Questions the board should ask after the surveillance disclosures

Since the PRISM program became public, most CTOs and security professionals have already held internal discussions. Many companies are reviewing their cloud configurations, revisiting provider agreements, and assessing jurisdictional risks.

But there is a gap I keep seeing: the board of directors and senior leadership are not part of these conversations. The topic stays in IT. And yet this is not only a technical question - it is a question about zones of accountability, about business risk, and about legal obligations to customers and partners.

If you sit on a board or are a CEO, here are the questions worth asking right now.

What exactly do we store, and where

The first question is foundational.

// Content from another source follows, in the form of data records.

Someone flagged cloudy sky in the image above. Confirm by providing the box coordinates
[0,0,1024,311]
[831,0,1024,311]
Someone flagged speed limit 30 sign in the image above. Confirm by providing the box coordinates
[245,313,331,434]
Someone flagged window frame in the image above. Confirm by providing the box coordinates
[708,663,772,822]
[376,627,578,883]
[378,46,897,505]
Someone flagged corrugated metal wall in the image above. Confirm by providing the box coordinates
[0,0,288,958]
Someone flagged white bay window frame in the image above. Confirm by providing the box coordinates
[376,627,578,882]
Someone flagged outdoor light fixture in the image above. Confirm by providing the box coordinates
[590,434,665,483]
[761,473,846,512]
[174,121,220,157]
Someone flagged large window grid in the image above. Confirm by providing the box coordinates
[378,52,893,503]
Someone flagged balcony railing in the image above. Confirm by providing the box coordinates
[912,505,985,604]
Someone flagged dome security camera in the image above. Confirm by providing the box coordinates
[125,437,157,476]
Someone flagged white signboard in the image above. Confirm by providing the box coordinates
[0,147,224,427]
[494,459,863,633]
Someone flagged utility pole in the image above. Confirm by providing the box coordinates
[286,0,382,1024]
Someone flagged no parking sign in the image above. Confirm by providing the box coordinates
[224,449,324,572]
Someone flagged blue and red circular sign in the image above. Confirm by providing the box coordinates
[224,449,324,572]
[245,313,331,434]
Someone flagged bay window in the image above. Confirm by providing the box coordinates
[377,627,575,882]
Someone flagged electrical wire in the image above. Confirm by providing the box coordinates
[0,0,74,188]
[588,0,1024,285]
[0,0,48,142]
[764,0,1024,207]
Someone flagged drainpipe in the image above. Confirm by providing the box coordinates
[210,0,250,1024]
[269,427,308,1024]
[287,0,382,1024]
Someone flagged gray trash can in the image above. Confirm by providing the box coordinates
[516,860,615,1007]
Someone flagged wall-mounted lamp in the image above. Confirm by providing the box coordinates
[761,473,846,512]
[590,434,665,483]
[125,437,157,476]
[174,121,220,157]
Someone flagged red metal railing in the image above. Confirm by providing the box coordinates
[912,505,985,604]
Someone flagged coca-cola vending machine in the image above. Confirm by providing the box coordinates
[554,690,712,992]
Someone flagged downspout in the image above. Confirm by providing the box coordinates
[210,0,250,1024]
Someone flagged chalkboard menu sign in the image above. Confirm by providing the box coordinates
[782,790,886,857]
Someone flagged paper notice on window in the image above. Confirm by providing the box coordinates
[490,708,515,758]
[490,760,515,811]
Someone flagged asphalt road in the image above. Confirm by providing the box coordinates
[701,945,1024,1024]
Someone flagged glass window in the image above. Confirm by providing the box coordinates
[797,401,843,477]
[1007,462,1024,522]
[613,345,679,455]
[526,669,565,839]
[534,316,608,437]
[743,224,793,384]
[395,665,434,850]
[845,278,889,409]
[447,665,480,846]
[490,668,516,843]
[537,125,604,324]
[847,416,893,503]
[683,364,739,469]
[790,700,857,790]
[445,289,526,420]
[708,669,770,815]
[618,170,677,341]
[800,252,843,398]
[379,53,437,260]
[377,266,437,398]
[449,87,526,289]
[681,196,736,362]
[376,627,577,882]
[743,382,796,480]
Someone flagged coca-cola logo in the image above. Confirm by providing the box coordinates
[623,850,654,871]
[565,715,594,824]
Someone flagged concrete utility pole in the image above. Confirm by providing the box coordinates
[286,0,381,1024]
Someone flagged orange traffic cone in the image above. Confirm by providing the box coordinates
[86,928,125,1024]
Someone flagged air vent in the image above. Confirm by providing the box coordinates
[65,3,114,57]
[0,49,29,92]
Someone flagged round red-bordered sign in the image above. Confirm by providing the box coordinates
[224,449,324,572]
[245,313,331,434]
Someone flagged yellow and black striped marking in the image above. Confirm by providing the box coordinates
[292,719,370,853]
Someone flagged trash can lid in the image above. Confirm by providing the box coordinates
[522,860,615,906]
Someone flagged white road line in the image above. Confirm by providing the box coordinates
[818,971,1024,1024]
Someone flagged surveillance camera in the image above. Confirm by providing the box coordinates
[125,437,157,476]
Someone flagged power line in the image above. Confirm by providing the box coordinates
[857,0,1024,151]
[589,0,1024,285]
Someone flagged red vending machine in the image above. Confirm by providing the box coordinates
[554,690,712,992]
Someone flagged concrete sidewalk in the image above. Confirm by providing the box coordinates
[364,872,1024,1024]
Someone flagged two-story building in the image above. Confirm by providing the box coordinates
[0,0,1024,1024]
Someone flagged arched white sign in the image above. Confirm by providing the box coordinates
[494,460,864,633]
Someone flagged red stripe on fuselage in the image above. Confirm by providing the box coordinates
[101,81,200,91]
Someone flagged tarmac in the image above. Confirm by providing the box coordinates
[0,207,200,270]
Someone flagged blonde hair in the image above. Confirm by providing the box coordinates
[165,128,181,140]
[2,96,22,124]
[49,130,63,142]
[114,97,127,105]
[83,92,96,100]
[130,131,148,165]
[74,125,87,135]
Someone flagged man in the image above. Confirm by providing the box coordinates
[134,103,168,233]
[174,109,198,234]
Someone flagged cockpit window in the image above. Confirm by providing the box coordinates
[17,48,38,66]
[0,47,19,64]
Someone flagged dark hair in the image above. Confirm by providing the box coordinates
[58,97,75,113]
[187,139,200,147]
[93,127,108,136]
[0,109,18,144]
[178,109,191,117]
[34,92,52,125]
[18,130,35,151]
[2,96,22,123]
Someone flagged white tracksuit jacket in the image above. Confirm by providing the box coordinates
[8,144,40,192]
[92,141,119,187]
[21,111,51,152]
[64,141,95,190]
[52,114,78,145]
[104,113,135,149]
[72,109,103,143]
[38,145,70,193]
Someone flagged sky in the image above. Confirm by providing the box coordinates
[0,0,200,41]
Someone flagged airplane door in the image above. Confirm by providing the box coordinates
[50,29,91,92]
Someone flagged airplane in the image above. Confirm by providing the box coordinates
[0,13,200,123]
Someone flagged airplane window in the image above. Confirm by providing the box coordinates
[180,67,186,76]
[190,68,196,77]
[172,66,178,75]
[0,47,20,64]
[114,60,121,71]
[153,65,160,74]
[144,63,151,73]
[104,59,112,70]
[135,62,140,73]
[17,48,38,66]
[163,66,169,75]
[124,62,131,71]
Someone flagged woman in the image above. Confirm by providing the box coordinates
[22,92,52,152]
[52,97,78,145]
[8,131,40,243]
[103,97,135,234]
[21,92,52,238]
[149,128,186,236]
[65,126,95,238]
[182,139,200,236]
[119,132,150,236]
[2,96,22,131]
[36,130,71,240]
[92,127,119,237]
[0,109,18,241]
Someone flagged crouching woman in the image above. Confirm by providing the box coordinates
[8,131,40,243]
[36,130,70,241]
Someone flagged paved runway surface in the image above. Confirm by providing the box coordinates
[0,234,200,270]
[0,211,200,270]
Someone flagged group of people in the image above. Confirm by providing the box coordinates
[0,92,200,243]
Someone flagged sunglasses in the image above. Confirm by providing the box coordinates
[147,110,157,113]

What data - company data, customer data, partner data - is in the cloud? On whose servers? In which countries is the equipment physically located?

This question surprisingly often has no precise answer, even in large companies. "Data is in the cloud" is not an answer. What is needed is specifics: which provider, which region, what classification of data.

Without this answer it is impossible to assess either the jurisdictional risk or the risk of failing to meet regulatory requirements.

What the contract says about third-party access

Most companies read the SLA for uptime and backup provisions. Much less often do they read the section on what happens when a government request arrives at the provider.

Specific questions:

• Is the provider required to notify us of such a request? Or does the legislation of their country of incorporation prohibit them from doing so?
• What data can the provider technically hand over in response to such a request?
• Does the contract include a governing law clause - and does it work in our favour?

The answers may be unpleasant. But it is better to find out now.

How access to our data is logged

If someone outside the company gains access to company data - will we find out? How quickly? From what source?

Most cloud providers maintain access logs. But are they configured so that your security team receives an alert on abnormal patterns? Can you independently verify who accessed which data, and when?

Logging is not only about external threats. It is about the ability to investigate an incident after the fact.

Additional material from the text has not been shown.